THIS week three Welsh families give up their modern comforts for four weeks to go to war as they step back in time to 1944 Blaenavon.
The families will be "Digging for Victory" as part of the BBC Wales successful Coal House programme which will see them live life as it was in a mining community at the end of 1944 in tiny miners' cottages in Stack Square, Blaenavon.
Living under blackout regulations by night, and managing their rations and war work by day, "Digging for Victory" in the vegetable plots will be as essential as digging at the coalface this series, as the families learn to become self-sufficient.
The three families selected from 600 are, the Griffiths' from Ammanford, the Tranter Davies' from Merthyr Tydfil and the Paisey family from Cardiff.
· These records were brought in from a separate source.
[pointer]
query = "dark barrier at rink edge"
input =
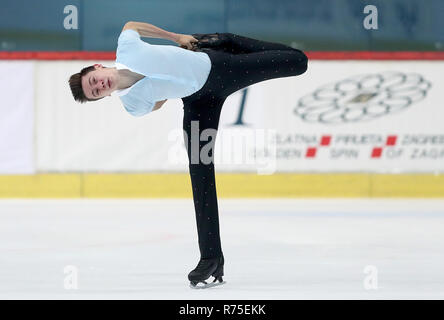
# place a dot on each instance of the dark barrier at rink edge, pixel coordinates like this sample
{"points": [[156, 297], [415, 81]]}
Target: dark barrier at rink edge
{"points": [[223, 309]]}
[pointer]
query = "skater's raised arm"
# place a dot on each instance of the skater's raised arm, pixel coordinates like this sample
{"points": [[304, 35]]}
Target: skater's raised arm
{"points": [[150, 31]]}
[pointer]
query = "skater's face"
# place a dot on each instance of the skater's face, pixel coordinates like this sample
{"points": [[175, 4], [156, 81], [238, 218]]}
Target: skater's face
{"points": [[99, 83]]}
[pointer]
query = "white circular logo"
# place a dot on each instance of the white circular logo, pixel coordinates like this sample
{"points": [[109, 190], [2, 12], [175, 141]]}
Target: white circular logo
{"points": [[362, 98]]}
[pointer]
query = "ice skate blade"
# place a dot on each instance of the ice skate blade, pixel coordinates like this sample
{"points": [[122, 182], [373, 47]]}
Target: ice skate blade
{"points": [[205, 285]]}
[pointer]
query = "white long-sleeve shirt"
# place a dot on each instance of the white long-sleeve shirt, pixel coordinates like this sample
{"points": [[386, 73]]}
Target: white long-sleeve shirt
{"points": [[170, 72]]}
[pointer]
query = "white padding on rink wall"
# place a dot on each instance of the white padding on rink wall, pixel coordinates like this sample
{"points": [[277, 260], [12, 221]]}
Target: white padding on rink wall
{"points": [[340, 116], [17, 118]]}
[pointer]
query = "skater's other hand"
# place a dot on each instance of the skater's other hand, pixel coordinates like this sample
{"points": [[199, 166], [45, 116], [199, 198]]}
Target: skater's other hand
{"points": [[187, 42]]}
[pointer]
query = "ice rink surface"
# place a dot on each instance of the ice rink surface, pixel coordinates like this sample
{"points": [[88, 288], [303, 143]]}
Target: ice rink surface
{"points": [[274, 249]]}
Coal House At War will also involve young men taking part as Bevin Boys (called up to fight in 1944 only to be conscripted to the mines); children as evacuees fleeing the cities from the last German bombing raids; qualified teachers for the classroom drills of the Forties wartime syllabus; and a whole variety of local people doing their real jobs and hobbies but transported back to 1944.
Local people taking part in the programme range from the chapel minister, to the football team, to the jitterbugging dance teachers.
Rachel Morgan, Series Producer, said, "The families we have chosen are ready to go to war! They've come a long way since the selection process in June.
"They've been psychologically vetted, visited at home by the team and questioned at length about their commitment to discovering their own history and the history of the coalfields at war.
"We're confident that the Griffiths, the Tranter Davies and the Paisey's will cope with rationing, drills, the windswept hillsides of Blaenavon and even Mr Blandford at the mine.
"We're very excited about this series and Coal House At War promises to be an epic of war and peace."
Coal House At War will be broadcast on Mondays, Wednesdays and Fridays from Monday, October 13 on BBC One Wales.